C’est pourquoi, le dernier verset que nous avons cité, nous demande une offrande faite de levain, de hamets. Le hamets est ce dont nous nous sommes débarrassés durant Pessa’h. En effet, comme nous l’avons expliqué, à Pessa’h nous nous échappons de l’emprise des forces du mal. Cependant, il semblait difficile de vivre de cette façon éternellement, comment rester à ce niveau dans une vie matérielle ? C’est justement ce qui est fabuleux. Les étapes que nous avons franchit nous ont mené au don de la torah. Nous sommes dorénavant capable de vivre dans un monde où il y a du yetser hara sans pour autant perdre la sainteté que nous avons acquit !
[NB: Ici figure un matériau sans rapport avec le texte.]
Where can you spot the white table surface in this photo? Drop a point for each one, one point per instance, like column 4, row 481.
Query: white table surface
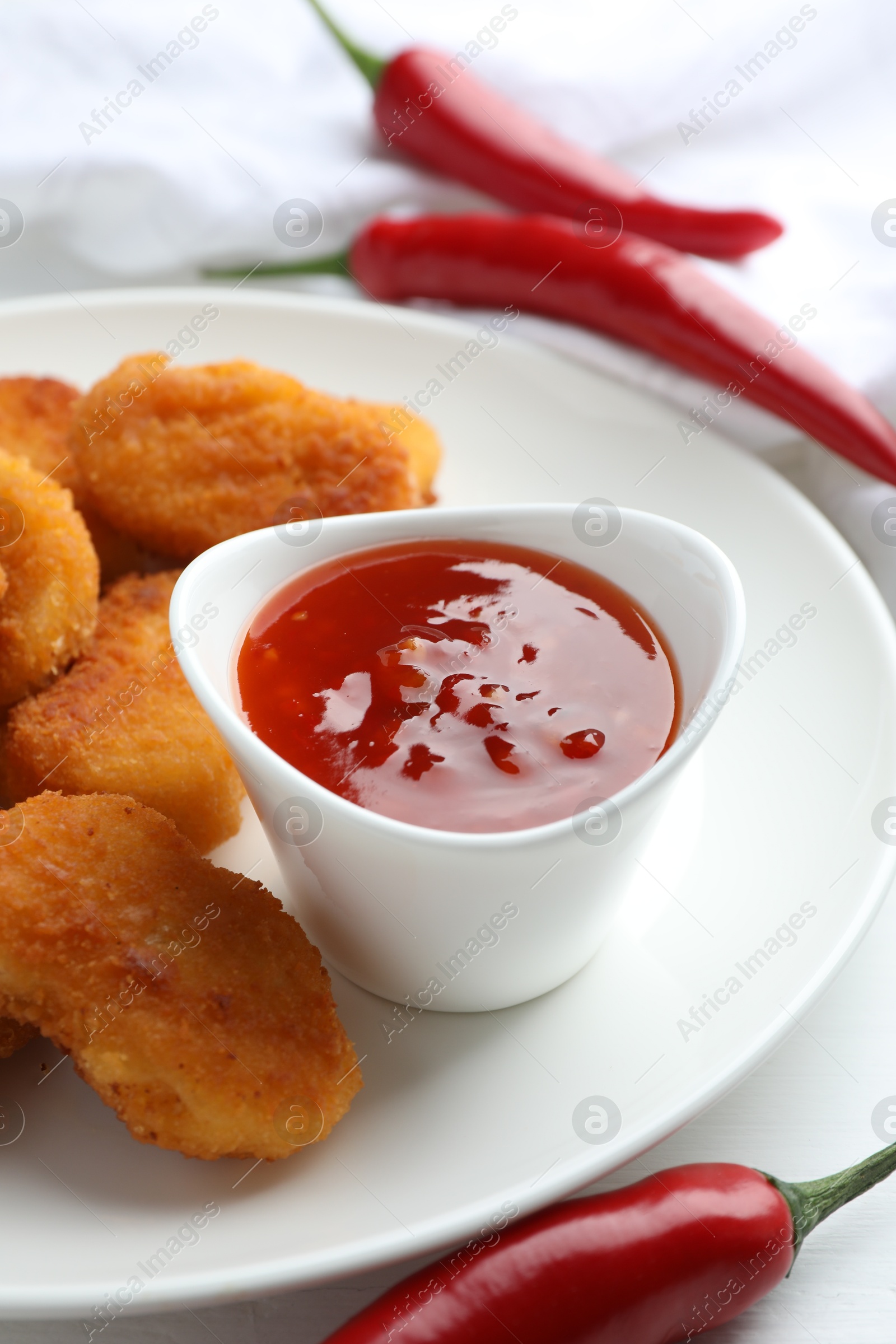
column 804, row 1113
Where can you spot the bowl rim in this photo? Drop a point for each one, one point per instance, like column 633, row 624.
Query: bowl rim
column 238, row 734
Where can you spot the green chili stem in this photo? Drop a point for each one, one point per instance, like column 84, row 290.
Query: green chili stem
column 370, row 66
column 814, row 1201
column 336, row 265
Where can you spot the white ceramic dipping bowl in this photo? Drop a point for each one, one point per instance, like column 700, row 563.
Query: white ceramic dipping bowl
column 445, row 920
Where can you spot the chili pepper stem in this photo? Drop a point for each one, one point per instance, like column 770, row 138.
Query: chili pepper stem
column 370, row 66
column 336, row 265
column 814, row 1201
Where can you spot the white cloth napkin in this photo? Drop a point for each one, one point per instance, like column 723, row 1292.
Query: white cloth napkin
column 143, row 143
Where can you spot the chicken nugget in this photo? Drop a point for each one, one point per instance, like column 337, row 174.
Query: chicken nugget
column 35, row 421
column 125, row 721
column 14, row 1035
column 49, row 609
column 191, row 456
column 184, row 993
column 35, row 424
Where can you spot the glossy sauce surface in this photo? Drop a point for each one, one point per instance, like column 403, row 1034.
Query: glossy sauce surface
column 459, row 684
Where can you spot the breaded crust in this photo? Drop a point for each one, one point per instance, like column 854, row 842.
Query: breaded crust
column 189, row 458
column 14, row 1035
column 35, row 422
column 49, row 609
column 125, row 721
column 186, row 996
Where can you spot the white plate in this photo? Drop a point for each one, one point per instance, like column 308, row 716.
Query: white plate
column 464, row 1114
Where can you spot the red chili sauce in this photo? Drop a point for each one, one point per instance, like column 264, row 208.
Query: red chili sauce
column 460, row 684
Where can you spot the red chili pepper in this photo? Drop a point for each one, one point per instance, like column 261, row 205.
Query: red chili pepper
column 656, row 1262
column 435, row 109
column 637, row 291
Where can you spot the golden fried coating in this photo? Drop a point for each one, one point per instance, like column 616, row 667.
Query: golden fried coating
column 35, row 420
column 35, row 424
column 187, row 458
column 49, row 610
column 14, row 1035
column 125, row 721
column 186, row 996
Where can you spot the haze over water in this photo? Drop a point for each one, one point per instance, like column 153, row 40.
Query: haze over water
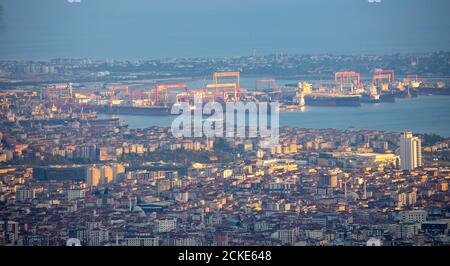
column 142, row 29
column 425, row 114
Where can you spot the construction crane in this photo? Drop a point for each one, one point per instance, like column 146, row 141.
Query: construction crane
column 347, row 79
column 381, row 75
column 219, row 75
column 384, row 77
column 225, row 88
column 113, row 90
column 67, row 86
column 165, row 88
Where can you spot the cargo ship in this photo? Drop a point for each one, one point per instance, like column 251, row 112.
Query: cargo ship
column 132, row 110
column 370, row 98
column 328, row 99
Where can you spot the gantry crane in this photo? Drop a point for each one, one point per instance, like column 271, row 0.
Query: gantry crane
column 165, row 88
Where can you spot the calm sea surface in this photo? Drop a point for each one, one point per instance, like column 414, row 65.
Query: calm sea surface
column 424, row 114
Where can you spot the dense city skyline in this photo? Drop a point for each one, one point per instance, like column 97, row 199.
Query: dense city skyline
column 231, row 126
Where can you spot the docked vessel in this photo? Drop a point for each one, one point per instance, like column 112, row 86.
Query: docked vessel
column 328, row 99
column 132, row 110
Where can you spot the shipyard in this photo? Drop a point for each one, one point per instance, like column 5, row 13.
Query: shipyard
column 156, row 98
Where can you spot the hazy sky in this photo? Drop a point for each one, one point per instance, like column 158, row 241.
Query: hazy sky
column 142, row 29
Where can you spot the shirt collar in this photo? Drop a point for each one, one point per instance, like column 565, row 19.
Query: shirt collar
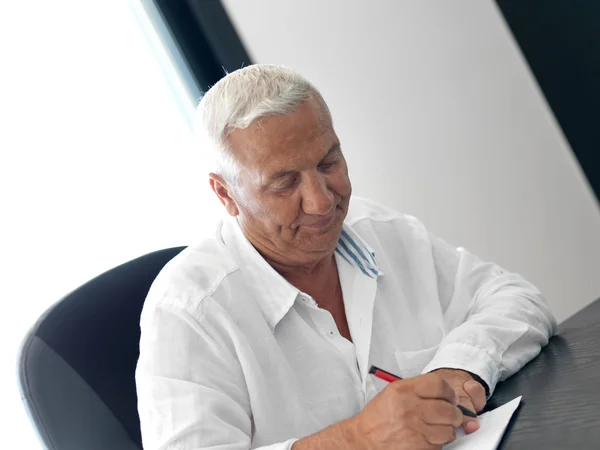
column 274, row 294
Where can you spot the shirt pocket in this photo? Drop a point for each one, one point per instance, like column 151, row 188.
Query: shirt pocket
column 412, row 363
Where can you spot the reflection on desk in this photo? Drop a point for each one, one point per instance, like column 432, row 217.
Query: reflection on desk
column 560, row 388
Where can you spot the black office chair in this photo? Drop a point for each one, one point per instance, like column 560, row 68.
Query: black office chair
column 77, row 364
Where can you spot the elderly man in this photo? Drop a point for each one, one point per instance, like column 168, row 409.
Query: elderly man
column 262, row 335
Le compte du omer est ce qui nous a construit pour recevoir le torah. Son message est clair, il faut vivre activement et non se laisser aller au fil du temps. Certains pensent que tôt ou tard ils feront téchouva. D’autres se disent que la vie est longue et qu’ils s’adonneront au mitsvot lorsqu’ils seront plus âgés. C’est une grosse erreur ! La sainteté, la proximité avec Hachem est un effort du quotidien, un construction par étapes. Chaque jour perdu ne sera jamais récupéré ! Certes nous pouvons faire téchouva, certes nous pouvons toujours atteindre un haut niveau. Mais ce ne sera jamais le niveau que nous aurions atteint si nous n’avions pas perdu un temps précieux ! Ce n’est qu’en construisant à chaque instant, que nous aboutirons à l’objectif qu’Hachem nous a fixé en nous envoyant dans ce monde ! Et c’est ainsi que nous donnons un vrai sens à notre vie ! Yéhi ratsone que chacun prenne conscience de cela, et qu’à Chavou’ot, nous ayons de nouveau la chance de pouvoir recevoir la torah de la bouche d’Hakadoch Baroukh Hou ! Amen véamen.
Chabbat Chalom.
[1] La torah ordonne de faire un prélèvement de la moisson nouvelle que le cohen prendra et balancera de haut en bas.